What effects might providing energy as a service have on the industry?

Nobody knows where it will go, but Professor Healey asserts that the main utilities' business models will need to shift drastically over the next five to ten years to keep up with the developments.

He continues by saying that the industry will see more new suppliers enter the market as it shifts from fossil fuel-based, centralized production to distributed, greener power, allowing them to provide services locally at a cheaper cost by utilizing local generation sources.

Charmaine Coutinho, a principal analyst for Delta-New ee's Energy Business Model Service, notes that while it is still difficult for new players and startups to break into the competitive energy market, the industry may see major tech companies capitalize on their brand recognition by expanding their energy-as-a-service offerings.

In their favor, she adds, "they have a strong grasp of data and data analytics, which is a fundamental component of energy-as-a-service."

And according to Duncan Barnes, partner at Deloitte and the UK sector lead for the Energy and Resources practice of Deloitte Digital, innovations like Google's Nest are, in many ways, a "trojan horse" for the sector.

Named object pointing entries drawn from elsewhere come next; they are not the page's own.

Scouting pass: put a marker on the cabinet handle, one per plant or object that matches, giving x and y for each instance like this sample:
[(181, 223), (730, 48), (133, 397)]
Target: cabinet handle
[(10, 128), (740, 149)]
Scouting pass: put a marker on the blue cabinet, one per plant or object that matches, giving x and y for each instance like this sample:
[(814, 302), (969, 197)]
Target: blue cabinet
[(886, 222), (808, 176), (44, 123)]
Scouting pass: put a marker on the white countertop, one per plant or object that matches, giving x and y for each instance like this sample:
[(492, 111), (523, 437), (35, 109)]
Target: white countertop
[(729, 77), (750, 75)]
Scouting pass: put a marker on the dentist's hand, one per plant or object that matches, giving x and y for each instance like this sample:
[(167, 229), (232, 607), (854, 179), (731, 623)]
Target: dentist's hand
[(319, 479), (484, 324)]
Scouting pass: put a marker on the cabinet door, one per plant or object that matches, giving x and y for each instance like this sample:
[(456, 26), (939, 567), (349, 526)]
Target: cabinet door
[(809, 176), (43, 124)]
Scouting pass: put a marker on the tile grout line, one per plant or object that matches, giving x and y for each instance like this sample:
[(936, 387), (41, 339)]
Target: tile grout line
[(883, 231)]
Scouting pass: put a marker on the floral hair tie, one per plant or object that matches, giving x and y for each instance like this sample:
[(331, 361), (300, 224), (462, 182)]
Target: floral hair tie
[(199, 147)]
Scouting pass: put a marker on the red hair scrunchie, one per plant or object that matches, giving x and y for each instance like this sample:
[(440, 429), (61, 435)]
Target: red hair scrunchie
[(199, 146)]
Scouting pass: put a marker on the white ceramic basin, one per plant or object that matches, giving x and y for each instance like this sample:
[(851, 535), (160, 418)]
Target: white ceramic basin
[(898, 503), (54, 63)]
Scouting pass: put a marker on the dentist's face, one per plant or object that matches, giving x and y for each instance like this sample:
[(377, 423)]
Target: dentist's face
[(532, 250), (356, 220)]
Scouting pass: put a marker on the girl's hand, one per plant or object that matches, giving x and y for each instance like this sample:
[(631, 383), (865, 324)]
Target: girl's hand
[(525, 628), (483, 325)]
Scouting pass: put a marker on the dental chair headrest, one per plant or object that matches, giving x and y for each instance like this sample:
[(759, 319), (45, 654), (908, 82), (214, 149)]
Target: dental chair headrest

When a consumer has this technology at home, he claims, Google becomes their agent rather than one of the Big Six. Customers currently control these devices, but algorithms may take over in the future. As a result, organizations that can effectively handle data and offer insights will flourish.

Major Market Players

The market for energy as a service is fiercely competitive, and a number of well-known players are attempting to change their product strategies, such as by introducing new products, in order to remain competitive.

Aiming to increase their market share and market presence, well-known players in the energy as a service market may team up with smaller competitors.

Siemens, Honeywell, Schneider Electric, Enei X, and EDF Renewable Energy are a few of the major companies in the market for energy as a service.